If a person was to stand in front of a sunlit window, another person in the room would not be able to see his/her face. Because the light is so bright, the person in front of the window can not be seen clearly.

Wouldn't it be wonderful if we, as followers of Jesus, were backlit? I want The Light of the World (Jesus) to shine so brightly that people can not see me clearly. Instead, they see Him!

Then Jesus spoke to them again, saying, “I am the light of the world. He who follows Me shall not walk in darkness, but have the light of life.” John 8:12

Tuesday, February 5, 2008

The Paradox of My Love and His Forgiveness

"Therefore I say to you, her sins,
which are many, are forgiven, for she loved much.
But to whom little is forgiven, the same loves little.” Luke 7:47

For years, I felt that my testimony was of no value and that I really had no story to tell about Jesus in my life. As a result of inviting Jesus into my life at an early age and the growth that followed, I didn't have a traumatic past or "backslidden" lifestyle. The Scripture above grated on my spiritual worth and value. I felt that because I had not been forgiven of much, that I subsequently didn't love much.

The deception of the enemy is so subtle in combining truth with lies!

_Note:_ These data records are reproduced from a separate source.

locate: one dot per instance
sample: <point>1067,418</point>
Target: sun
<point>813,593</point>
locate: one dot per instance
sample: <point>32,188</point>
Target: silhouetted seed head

I have come to know that it was true. I really did love little, because I thought I had been forgiven little. However, it had nothing to do with my past! It is all about now. I am learning that humility and repentance is a constant state of being--not in a sadistic way, but in being keenly aware of God's holiness and my sinfulness. Through this focus of heart, I have learned to love more and more because God has forgiven me of so much!
(By the way, in relation to the blog below about Evangelism, I really believe that I had such trouble with sharing my faith because I felt I did not have a testimony. I am so thankful that God has given me a testimony and a heart prepared to share what He has done in my life!)